Sam rolled over and was awake. It was night. The car was chilled and someone had laid a blanket back over his and Katie’s legs. The front seats were empty. He sat up and spun around to peer outside. As he did, Katie moaned and yanked a handful of blanket over herself. Sam could feel moonlight on his face, its gleam tracing the outline of the window beneath his chin as he peered through the cold glass into the gloom.
There was a mumbling. A hacking cough. Someone spat into the dirt. Sam turned, slowly, and saw movement. Now there were two shadows. A metre or so from the back of the car. Two figures. One of them grunted, its hunched, gnarled shape elongating as it raised its head, stretching as if to howl at the sky. But smoke drifted from its mouth instead, and Sam could make out the spongy thatch of a beard elongating its chin. The second figure was squat and seemed to be pacing. It was Dettie and Jon, both with cigarettes, both talking. The trees behind them were twisted and still, their branches lit white. Sam allowed himself to breathe.
As he settled himself back under the blanket he recalled the uneasy feeling that had followed him out of his dream. There had been writing. Words, on some kind of paper. Or a sign maybe? Something he’d read? And something about his hands. A sensation of heat. His fingers. He looked down at them in his lap, grey in the gloom. As he turned them over, his watch face glinted.
His scratched watch.
Ted. Uncle Ted.
Ted called.
He was alive?
Dettie had always talked about Ted as though he had died. But as Sam thought about it, it occurred to him that there never had been a funeral. There was no grave to visit.
Ted had called Dettie. Even after he was supposed to be dead. Because he wasn’t. He’d left. He’d left her.

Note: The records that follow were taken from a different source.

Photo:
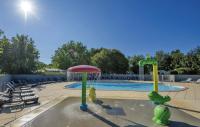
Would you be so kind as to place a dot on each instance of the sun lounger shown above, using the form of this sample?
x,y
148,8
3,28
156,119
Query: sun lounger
x,y
12,84
188,80
13,90
14,106
30,99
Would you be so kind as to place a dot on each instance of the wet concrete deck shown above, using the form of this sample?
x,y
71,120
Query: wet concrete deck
x,y
106,113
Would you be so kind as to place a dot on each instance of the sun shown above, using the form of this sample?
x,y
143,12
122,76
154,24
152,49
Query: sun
x,y
26,7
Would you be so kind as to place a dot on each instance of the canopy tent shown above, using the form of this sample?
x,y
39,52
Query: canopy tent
x,y
84,69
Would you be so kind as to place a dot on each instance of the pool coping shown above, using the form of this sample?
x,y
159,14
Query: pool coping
x,y
30,116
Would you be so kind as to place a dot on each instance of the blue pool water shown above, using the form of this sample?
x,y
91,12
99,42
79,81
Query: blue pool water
x,y
127,86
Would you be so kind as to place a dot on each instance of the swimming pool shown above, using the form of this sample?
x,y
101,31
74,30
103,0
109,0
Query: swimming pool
x,y
127,86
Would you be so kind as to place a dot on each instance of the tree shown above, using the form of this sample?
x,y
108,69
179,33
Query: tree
x,y
164,60
20,56
110,61
193,60
70,54
177,59
133,62
40,65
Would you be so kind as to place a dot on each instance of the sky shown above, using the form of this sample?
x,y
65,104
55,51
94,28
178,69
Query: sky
x,y
132,26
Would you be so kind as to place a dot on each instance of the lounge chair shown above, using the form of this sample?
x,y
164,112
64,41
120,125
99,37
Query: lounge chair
x,y
30,99
8,93
188,80
26,99
12,84
198,81
13,90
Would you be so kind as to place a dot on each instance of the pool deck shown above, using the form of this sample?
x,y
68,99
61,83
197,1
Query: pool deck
x,y
187,100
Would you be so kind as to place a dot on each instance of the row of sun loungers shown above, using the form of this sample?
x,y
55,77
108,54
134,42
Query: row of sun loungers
x,y
189,80
17,97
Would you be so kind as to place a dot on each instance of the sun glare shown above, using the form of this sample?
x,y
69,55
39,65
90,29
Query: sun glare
x,y
27,7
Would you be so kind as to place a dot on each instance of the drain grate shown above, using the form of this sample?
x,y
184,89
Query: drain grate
x,y
116,111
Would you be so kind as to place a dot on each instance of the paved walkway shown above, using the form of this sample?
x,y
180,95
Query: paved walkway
x,y
187,100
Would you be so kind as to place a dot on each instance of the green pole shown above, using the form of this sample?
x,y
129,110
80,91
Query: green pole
x,y
84,83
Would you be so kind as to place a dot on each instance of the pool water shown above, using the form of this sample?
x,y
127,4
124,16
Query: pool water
x,y
127,86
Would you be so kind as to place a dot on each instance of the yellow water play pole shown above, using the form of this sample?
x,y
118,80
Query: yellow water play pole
x,y
155,77
153,62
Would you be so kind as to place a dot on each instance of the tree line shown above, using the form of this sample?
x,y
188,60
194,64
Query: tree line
x,y
113,61
19,55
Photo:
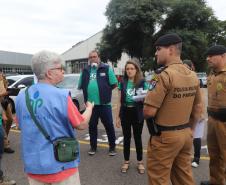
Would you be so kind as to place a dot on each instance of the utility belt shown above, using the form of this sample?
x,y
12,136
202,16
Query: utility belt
x,y
218,114
155,129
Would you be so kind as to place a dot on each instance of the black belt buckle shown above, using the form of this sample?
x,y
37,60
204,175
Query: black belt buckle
x,y
173,128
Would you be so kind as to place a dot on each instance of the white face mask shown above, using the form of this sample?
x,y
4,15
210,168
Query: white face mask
x,y
94,64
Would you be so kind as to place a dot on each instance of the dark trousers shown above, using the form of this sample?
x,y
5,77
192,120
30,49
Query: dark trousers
x,y
104,112
197,148
130,119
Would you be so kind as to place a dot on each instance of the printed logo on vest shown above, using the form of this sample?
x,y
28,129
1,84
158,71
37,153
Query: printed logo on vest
x,y
36,102
93,76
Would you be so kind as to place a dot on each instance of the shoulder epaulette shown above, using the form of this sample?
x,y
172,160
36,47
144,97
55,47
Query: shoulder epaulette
x,y
159,70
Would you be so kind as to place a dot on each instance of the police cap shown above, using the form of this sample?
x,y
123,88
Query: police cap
x,y
216,50
168,39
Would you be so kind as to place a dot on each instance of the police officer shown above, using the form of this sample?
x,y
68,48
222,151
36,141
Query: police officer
x,y
170,111
216,135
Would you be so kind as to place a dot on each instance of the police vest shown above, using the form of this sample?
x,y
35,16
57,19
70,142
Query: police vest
x,y
105,89
138,105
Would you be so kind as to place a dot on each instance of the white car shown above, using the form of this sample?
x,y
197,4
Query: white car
x,y
70,82
202,78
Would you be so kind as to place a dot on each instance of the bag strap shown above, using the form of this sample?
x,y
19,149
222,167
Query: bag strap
x,y
28,103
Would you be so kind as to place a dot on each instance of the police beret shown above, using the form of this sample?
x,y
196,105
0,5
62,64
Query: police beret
x,y
216,50
168,39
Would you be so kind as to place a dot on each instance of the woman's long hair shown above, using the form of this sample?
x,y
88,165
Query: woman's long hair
x,y
139,75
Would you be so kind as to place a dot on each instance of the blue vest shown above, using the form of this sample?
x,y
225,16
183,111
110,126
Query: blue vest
x,y
138,105
50,108
105,89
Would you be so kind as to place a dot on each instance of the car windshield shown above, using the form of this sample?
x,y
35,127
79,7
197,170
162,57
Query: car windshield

Like Sam’s father had left his mother.
Another cough—it was Dettie—filtered through the window. Sam crouched out of sight and crawled sideways over the handbrake to the front seat. Dettie’s handbag was tucked beside the pedals. Keeping low, he unfastened the clasp and slipped his fingers into the bag. Smoke lifted in thin clouds outside, and Katie lay sleeping, her skin tinted blue, cold like marble. Sam felt something jab his palm. He pulled a screwdriver out of the bag and laid it aside. Reaching in again, taking out her purse, he found Uncle Ted’s picture beneath a thin fold of cash and eased it free. Creases shone across it in the moonlight. The sticky tape at its edges rustled under his fingertips. He held the photograph closer to his nose and stretched his eyes wide, trying to focus. Ted was smiling, the hand holding his beer almost pointing at the camera. His cheeks were plump, and though it was too dark to make them out, Sam remembered the blotches of red that would always stand out on his face. He could still recall the heavy way his uncle would breathe, sucking in dramatically whenever he was about to speak. The way he talked loudly, and had a barking laugh. How he used to tell jokes at the dinner table that made Dettie slap his arm and say, ‘Oh, for goodness’ sake, Ted.’ The way that made him laugh even louder, until she placed her knife and fork together on the plate, excused herself, and left the table in a huff, Ted calling out to her that it was all just a bit of fun.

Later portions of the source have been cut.